THE BILLION-DOLLAR RISE OF NON-FUNGIBLE TOKENS

Digital technology developments such as blockchain provide a network-based technology solution that is used to record transactions efficiently and securely, and the most popular cryptocurrency – Bitcoin – has stimulated a mass of new retail and institutional investor growth.

This heightened speculation of opportunistic investments has revolutionised the financial ecosystem and resulted in the introduction of non-fungible tokens (NFTs), a blockchain product that has gained significant public attention in recent years.

NFTs exist as unique digital token assets which represent tradable digital goods, such as collectable art, profile pictures, sports cards, videos, music and in-game items.

Although sceptics have mocked NFTs as being simple digital images that can be just as easily copied and pasted, the NFT has become one of the most utilised components of the Ethereum ecosystem, creating a billion-dollar economy.

The unique value of NFTs

An NFT is a unit of data stored on a blockchain. It certifies a digital asset is unique and, therefore, non-interchangeable, while offering a unique digital certificate of ownership. As a result, an NFT can be equated to being a proof of ownership.

The unique value of NFTs signifies them as being ‘non-fungible’. In other words, they cannot be traded, but the digital asset they represent can be.
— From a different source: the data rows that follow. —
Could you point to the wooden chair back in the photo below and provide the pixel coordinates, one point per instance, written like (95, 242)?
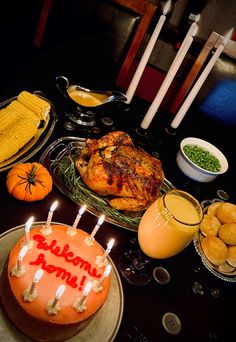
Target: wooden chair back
(127, 25)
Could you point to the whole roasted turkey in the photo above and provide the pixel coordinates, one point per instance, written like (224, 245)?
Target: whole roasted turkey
(114, 167)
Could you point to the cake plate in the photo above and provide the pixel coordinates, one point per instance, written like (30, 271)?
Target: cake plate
(104, 325)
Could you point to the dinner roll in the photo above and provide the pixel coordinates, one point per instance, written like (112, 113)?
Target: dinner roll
(226, 212)
(210, 225)
(231, 255)
(227, 233)
(215, 250)
(211, 210)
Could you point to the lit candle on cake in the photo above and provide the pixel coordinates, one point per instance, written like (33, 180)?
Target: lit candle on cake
(101, 260)
(53, 306)
(28, 224)
(169, 78)
(89, 240)
(139, 71)
(197, 86)
(30, 293)
(97, 284)
(80, 303)
(72, 230)
(47, 229)
(19, 269)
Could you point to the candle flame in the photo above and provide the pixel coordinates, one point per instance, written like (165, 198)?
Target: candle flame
(101, 219)
(110, 244)
(38, 275)
(107, 271)
(28, 224)
(53, 206)
(82, 209)
(228, 36)
(195, 31)
(87, 288)
(23, 252)
(166, 7)
(60, 291)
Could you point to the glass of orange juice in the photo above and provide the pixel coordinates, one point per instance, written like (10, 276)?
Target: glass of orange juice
(169, 224)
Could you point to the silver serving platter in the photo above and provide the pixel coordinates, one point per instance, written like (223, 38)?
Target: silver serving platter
(61, 148)
(229, 276)
(37, 142)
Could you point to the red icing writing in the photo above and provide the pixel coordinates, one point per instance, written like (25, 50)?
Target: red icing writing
(66, 254)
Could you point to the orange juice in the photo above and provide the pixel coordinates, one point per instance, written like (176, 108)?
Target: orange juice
(169, 224)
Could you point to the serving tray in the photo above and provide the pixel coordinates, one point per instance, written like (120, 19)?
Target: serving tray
(229, 273)
(58, 159)
(37, 142)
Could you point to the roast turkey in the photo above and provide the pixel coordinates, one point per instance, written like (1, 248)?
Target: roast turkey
(112, 166)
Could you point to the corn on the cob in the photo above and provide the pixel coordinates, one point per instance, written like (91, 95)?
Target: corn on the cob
(35, 103)
(15, 137)
(8, 146)
(23, 131)
(17, 109)
(6, 119)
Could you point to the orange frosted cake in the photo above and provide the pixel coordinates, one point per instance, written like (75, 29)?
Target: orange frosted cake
(67, 262)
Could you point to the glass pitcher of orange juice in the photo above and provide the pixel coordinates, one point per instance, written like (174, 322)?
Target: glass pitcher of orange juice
(169, 224)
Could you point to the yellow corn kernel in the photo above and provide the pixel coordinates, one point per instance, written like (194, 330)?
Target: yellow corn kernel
(15, 108)
(35, 103)
(6, 119)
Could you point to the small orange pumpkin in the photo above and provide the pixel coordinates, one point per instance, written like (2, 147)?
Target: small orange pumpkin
(29, 182)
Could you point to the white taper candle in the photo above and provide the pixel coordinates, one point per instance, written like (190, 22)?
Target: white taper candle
(195, 89)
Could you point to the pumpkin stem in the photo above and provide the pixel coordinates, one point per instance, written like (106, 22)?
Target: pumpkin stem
(32, 175)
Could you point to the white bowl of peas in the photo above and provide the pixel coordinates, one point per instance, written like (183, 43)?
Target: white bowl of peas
(200, 160)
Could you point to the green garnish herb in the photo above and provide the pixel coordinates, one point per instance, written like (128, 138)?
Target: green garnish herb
(201, 157)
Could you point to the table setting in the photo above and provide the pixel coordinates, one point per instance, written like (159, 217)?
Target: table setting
(138, 194)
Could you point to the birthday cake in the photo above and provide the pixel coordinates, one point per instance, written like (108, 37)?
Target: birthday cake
(54, 282)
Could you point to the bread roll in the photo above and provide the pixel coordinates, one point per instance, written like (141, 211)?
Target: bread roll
(211, 210)
(226, 268)
(231, 255)
(215, 250)
(210, 225)
(226, 212)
The NFT’s function is to guarantee the value intended by the creator, for an owner or buyer.

The NFT market began to attract attention in February 2021 when ‘CrypoKitties’, an NFT digital collection of artistic images representing virtual cats used in a game of Ethereum, allowed players to purchase, collect, breed and sell ‘cats’. The emerging purchases made in-game using cryptocurrency reached £1.5m in value.